We now briefly discuss the practical aspect concerning the possibility to exploit the entanglement of identical particles, as identified by the Schmidt decomposition we have introduced. In the context of quantum information processing with distinguishable particles, a well-established resource theory is based on local operations and classical communication (LOCC), where each particle is individually addressed [1-3]. On the other hand, a peculiar trait of indistinguishable particles is that it is not possible to operate on a given individual particle. This characteristic in general hinders the manipulation of composite systems of identical particles for desired tasks of quantum information and computation. Nevertheless, it is known that the entanglement quantified by the von Neumann entropy can be extracted from the state of identical particles and then utilized in a conditional way by LOCC [23].

In conclusion, the universal character of the Schmidt decomposition shown in our work allows a faithful treatment of the entanglement of composite systems of identical particles and opens the way to more general investigations of collective properties of such systems.

References:
[1] Ryszard Horodecki, Paweł Horodecki, Michał Horodecki, Karol Horodecki, “Quantum entanglement”, Review of Modern Physics, 81, 865 (2009). Abstract.
[2] John Preskill, “Lectures notes for physics 229: Quantum information and computation” (1998) Link.
[3] Michael A. Nielsen and Isaac L. Chuang, “Quantum Computation and Quantum Information” (Cambridge University Press, Cambridge, 2000).
[4] E.D. Belokolos, M.V. Teslyk, “Scalar field entanglement entropy of a Schwarzschild black hole from the Schmidt decomposition viewpoint”, Classical and Quantum Gravity, 26, 235008 (2009). Abstract.

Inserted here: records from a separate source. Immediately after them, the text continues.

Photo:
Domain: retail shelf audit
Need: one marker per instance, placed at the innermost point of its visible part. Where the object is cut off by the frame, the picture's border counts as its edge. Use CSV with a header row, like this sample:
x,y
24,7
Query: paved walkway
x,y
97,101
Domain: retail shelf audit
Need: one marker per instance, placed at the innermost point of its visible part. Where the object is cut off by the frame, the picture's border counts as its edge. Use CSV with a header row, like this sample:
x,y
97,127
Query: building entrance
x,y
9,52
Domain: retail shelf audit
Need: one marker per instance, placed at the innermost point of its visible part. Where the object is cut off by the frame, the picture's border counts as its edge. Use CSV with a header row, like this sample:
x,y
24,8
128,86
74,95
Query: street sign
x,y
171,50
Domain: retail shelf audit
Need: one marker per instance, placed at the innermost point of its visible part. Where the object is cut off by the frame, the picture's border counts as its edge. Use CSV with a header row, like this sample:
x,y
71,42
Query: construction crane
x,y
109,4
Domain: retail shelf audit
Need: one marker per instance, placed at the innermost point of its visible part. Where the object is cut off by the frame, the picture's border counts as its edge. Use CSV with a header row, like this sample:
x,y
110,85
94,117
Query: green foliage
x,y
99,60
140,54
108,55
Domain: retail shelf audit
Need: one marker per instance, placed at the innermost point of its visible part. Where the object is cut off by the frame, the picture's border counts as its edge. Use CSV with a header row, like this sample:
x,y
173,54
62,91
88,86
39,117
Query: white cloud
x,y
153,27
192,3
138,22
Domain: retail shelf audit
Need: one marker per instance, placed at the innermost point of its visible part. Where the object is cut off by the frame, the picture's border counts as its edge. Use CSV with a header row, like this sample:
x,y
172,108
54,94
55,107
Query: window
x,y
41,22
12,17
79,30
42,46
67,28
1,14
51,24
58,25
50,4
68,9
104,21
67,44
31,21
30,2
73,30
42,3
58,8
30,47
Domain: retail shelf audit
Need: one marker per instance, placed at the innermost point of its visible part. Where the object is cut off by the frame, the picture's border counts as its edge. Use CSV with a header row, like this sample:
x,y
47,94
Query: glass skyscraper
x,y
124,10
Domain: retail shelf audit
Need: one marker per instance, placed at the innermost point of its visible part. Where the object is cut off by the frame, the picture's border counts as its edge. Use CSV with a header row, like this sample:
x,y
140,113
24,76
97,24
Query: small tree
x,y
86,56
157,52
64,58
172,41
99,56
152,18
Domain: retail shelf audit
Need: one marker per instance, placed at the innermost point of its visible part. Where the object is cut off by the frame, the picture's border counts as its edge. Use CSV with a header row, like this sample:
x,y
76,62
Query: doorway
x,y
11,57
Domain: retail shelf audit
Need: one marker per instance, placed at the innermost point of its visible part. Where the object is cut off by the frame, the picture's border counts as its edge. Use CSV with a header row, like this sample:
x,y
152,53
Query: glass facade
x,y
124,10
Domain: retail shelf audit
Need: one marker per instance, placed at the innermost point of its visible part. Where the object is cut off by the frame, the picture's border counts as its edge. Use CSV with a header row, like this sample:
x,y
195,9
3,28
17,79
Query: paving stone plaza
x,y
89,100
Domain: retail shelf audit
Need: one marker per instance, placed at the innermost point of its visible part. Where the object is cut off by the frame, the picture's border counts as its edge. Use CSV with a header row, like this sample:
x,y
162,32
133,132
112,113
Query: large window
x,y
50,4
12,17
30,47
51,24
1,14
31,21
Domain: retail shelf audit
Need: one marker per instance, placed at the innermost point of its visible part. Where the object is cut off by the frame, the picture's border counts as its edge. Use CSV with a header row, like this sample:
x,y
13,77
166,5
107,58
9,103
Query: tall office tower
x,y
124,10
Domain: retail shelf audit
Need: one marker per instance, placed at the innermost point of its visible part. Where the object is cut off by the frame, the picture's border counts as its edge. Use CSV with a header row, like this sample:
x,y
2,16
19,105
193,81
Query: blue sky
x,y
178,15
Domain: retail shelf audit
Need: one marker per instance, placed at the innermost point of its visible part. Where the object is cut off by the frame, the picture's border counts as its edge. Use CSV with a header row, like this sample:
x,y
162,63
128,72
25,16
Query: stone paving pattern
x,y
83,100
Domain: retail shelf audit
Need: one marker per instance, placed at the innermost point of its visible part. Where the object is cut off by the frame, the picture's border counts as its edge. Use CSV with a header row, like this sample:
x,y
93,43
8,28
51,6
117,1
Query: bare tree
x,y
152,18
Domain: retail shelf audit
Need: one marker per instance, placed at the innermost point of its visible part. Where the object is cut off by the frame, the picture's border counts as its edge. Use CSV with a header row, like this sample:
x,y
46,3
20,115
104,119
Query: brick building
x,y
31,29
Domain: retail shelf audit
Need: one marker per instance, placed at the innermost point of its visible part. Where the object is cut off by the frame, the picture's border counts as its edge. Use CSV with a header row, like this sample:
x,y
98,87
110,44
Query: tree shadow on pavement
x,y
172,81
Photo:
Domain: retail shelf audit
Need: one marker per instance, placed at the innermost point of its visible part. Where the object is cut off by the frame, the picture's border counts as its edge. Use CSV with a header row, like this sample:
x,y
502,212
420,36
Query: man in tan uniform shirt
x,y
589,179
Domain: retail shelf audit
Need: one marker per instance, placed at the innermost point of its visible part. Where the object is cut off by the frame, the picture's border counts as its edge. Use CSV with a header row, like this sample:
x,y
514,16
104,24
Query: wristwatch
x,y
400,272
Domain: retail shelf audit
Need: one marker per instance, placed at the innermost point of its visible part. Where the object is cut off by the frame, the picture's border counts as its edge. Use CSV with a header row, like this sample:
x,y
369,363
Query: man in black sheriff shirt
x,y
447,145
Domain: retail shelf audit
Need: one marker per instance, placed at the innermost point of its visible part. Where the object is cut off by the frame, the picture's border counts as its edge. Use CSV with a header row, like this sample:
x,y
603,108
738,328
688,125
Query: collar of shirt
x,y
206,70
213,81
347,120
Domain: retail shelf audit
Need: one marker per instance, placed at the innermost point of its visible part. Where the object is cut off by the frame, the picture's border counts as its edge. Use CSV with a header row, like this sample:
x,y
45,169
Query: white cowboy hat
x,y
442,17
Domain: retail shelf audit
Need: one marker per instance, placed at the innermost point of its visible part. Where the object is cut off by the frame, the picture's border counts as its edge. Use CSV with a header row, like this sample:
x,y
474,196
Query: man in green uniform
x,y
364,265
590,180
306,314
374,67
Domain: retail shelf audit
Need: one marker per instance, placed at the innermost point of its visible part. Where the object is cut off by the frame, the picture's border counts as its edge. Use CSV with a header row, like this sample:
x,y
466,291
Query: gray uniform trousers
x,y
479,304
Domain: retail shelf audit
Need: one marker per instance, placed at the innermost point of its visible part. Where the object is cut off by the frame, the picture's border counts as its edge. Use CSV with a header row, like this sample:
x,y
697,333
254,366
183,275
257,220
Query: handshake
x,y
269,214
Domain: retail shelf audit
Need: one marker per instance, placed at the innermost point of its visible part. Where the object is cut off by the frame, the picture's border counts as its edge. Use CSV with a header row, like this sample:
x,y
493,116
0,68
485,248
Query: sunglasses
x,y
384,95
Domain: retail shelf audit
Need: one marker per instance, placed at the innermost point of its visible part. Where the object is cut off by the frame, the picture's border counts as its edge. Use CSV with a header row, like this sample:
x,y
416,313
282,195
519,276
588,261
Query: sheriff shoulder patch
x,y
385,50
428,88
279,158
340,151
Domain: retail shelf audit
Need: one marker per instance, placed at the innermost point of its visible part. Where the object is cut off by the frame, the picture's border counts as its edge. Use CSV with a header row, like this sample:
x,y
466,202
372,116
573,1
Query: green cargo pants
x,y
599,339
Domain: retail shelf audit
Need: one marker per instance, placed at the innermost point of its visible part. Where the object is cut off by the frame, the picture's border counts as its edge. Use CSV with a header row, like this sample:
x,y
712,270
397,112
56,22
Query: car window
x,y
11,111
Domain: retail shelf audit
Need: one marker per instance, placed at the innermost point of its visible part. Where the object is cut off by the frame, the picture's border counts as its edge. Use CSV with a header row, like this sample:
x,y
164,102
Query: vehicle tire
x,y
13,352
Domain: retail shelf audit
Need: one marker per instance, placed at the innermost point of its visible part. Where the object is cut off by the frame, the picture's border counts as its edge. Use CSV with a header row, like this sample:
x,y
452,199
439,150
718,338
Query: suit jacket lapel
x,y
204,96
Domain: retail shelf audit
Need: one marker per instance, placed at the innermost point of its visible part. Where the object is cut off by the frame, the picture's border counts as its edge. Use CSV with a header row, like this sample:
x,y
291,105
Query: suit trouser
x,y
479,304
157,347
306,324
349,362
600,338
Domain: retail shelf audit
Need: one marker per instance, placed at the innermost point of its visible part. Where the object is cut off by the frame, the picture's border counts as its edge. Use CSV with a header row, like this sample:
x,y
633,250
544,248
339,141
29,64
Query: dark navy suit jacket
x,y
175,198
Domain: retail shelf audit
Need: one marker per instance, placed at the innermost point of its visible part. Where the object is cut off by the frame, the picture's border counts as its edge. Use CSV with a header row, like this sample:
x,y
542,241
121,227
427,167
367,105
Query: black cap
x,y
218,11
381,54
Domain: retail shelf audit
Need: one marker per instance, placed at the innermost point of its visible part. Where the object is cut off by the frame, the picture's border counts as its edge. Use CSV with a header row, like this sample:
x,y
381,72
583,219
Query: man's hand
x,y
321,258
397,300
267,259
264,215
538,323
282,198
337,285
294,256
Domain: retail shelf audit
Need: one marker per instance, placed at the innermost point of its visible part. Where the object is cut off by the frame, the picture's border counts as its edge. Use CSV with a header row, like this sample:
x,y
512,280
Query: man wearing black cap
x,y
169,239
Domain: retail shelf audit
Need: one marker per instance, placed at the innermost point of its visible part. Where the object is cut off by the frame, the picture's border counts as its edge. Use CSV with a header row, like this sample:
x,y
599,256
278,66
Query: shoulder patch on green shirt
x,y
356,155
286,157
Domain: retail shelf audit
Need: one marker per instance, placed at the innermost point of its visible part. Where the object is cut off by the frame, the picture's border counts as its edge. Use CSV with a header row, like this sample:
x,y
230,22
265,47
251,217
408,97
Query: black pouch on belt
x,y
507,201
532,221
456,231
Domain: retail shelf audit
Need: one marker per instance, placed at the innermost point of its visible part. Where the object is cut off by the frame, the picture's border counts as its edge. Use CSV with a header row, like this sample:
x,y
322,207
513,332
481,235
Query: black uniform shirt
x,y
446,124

[5] R. Paškauskas, L. You, “Quantum correlations in two-boson wave functions”, Physical Review A, 64, 042310 (2001). Abstract.
[6] Malte C Tichy, Florian Mintert, Andreas Buchleitner, “Essential entanglement for atomic and molecular physics”, Journal of Physics B: Atomic, Molecular and Optical Physics. 44, 192001 (2011). Abstract.
[7] GianCarlo Ghirardi, Luca Marinatto, Tullio Weber, “Entanglement and properties of composite quantum systems: a conceptual and mathematical analysis”, Journal of Statistical Physics 108, 49 (2002). Abstract.
[8] A. Balachandran, T. Govindarajan, Amilcar R. de Queiroz, A. Reyes-Lega, “Entanglement and particle identity: A unifying approach”, Physical Review Letters, 110, 080503 (2013). Abstract.
[9] Asher Peres, “Quantum Theory: Concepts and Methods” (Springer, Dordrecht, The Netherlands, 1995).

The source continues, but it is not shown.